The most visible difference in access, however, is probably travel times. Many of healthcare systems have adopted a hub-and-spoke feeder model for their facilities. Rather than each smaller rural hospital and clinic offering the whole range of services, they instead act as satellite offices, offering fewer services and feeding patients into the larger hospitals located in population centers where the specialty care can be provided for less per patient.

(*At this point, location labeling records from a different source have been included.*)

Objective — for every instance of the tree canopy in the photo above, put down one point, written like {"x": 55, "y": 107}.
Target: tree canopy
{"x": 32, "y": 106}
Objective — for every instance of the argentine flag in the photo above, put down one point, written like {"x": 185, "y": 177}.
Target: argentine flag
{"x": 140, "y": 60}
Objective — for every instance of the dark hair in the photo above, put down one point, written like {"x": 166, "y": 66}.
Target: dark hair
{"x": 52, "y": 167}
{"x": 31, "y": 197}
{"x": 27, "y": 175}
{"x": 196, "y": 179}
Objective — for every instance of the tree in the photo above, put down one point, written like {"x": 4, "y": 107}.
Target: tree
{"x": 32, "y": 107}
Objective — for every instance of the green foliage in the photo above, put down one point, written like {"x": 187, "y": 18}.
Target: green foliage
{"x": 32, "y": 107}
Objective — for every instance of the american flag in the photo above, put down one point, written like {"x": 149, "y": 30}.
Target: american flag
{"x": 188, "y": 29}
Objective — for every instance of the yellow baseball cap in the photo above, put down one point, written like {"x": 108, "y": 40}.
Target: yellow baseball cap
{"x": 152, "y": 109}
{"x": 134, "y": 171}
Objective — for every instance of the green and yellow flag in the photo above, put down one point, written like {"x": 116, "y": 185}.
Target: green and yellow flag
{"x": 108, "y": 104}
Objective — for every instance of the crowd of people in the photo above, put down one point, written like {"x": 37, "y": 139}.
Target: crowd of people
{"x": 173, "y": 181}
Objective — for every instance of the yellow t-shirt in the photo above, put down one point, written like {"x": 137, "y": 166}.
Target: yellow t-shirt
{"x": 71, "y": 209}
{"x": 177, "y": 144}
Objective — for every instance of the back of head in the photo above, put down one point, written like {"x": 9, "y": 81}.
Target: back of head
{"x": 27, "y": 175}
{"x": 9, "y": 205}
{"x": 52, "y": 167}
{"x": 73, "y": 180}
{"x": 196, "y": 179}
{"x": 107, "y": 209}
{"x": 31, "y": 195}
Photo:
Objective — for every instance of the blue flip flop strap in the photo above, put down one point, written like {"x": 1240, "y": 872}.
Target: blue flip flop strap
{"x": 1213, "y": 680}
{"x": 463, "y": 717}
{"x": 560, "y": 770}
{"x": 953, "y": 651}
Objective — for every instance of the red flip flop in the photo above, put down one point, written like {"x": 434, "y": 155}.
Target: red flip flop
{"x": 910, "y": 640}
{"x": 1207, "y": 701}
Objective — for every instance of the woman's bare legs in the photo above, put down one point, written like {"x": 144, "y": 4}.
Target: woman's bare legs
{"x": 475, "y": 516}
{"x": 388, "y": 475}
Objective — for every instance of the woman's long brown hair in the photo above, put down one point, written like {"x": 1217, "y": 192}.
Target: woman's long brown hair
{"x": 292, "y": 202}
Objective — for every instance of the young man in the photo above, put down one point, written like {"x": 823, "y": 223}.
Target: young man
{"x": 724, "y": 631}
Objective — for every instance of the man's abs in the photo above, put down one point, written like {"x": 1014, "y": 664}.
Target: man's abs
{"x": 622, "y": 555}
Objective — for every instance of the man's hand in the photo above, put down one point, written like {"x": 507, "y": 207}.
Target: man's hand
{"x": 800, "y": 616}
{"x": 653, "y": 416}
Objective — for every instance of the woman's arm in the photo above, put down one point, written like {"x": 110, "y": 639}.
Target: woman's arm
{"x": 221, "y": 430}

People living in rural areas expect to drive farther for healthcare services, but there is no hard and fast definition of how much is too much, nor how much travel times should differ for patients in rural areas compared to metro-based patients.

But according to the Health Economics Program’s 2017 Rural Health Access survey, “rural patients seeking inpatient mental health and chemical dependency treatment travel three times longer than urban patients (77 minutes compared to 24 minutes).” Their survey also showed that rural patients travel farther for obstetrics, although the difference isn’t as significant as with mental health, where there is a particular shortage of services in rural areas.

To get a better grasp of how “ruralness” factors into distance traveled for medical services, we analyzed discharge data provided by the Minnesota Hospital Association to see if we could determine a difference. We chose three inpatient services and five outpatient services common enough that most if not all hospitals would provide these services several times a year.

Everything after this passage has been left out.